Horizon
The best new tech heading your way
1 STEAM MACHINE
£TBC, steampowered.com
We’ve been here before, but it turns out that ‘before’ was a quite different time to ‘today’. The first generation of Steam Machines died on the vine not long after their 2013–2015 planting. They were hamstrung by iffy Linux gaming support, compact third–party PC hardware which just couldn’t keep up, and a console generation which was then on the cutting edge. None of those things are true for the 2026 iteration: having booted Linux into maturity with the likes of the Steam Deck, now is the perfect time for Valve to fuzz the border between PC and console once and for all.

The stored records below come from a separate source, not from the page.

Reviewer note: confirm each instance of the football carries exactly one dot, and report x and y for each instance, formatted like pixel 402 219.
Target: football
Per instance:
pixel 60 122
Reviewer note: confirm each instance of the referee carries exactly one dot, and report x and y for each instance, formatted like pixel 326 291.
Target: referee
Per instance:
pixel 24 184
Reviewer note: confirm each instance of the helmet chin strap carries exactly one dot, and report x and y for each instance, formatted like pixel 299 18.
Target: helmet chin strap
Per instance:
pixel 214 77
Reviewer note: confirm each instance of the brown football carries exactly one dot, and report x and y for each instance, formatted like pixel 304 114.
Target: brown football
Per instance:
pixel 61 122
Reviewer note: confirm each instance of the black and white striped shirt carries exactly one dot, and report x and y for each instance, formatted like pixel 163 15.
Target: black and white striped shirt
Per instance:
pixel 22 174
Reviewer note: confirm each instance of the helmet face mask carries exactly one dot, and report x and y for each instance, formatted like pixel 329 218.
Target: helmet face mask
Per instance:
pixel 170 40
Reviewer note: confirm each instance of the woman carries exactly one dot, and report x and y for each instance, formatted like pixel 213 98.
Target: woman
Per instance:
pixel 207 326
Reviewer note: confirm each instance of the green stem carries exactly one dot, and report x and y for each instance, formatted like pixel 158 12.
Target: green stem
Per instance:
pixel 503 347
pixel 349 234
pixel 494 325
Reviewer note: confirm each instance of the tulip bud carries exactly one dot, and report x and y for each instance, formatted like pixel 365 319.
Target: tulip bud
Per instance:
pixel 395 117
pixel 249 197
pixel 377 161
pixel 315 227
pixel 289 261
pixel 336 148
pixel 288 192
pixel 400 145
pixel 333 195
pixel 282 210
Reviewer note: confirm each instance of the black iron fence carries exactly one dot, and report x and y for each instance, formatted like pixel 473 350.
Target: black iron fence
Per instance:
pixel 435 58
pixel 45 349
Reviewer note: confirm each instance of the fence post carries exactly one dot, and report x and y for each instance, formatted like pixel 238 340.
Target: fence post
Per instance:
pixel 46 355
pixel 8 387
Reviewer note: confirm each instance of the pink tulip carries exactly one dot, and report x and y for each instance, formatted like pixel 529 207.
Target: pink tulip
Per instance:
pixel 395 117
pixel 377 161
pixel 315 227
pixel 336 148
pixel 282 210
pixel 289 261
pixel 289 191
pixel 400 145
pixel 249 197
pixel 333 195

Compact it may be, but Valve’s decision to control its own hardware this time – and to partner with AMD for a semi–custom CPU/ GPU combo – means there’s a pile of power packed into the cube. But most importantly, it means a standardised platform: this is, for all intents and purposes, a console, just one that happens to run everything in your Steam library. It’s a definitive mark for developers to aim for, which is something the PC as a platform has struggled to find for as long as it’s been around.
Could it flop? Again? Sure! As we go to press Valve is being very coy about exact pricing, though it suggests that this will cost the equivalent of a similar non–cube PC rather than being blessed with any kind of loss–leader console hardware discount. That’ll upset some of its potential market, but we bet it’ll sell out anyway.
TECH SPECS
OK, it’s not a world–beater, but few PCs are. The Steam Machine has it where it counts. It totes a six–core AMD Zen 4 processor, an 8GB RDNA 3 GPU and 16GB of DDR5. That’s a package which should be able to handle the 4K/60fps it’s aiming for, at least with a little FSR smoothing.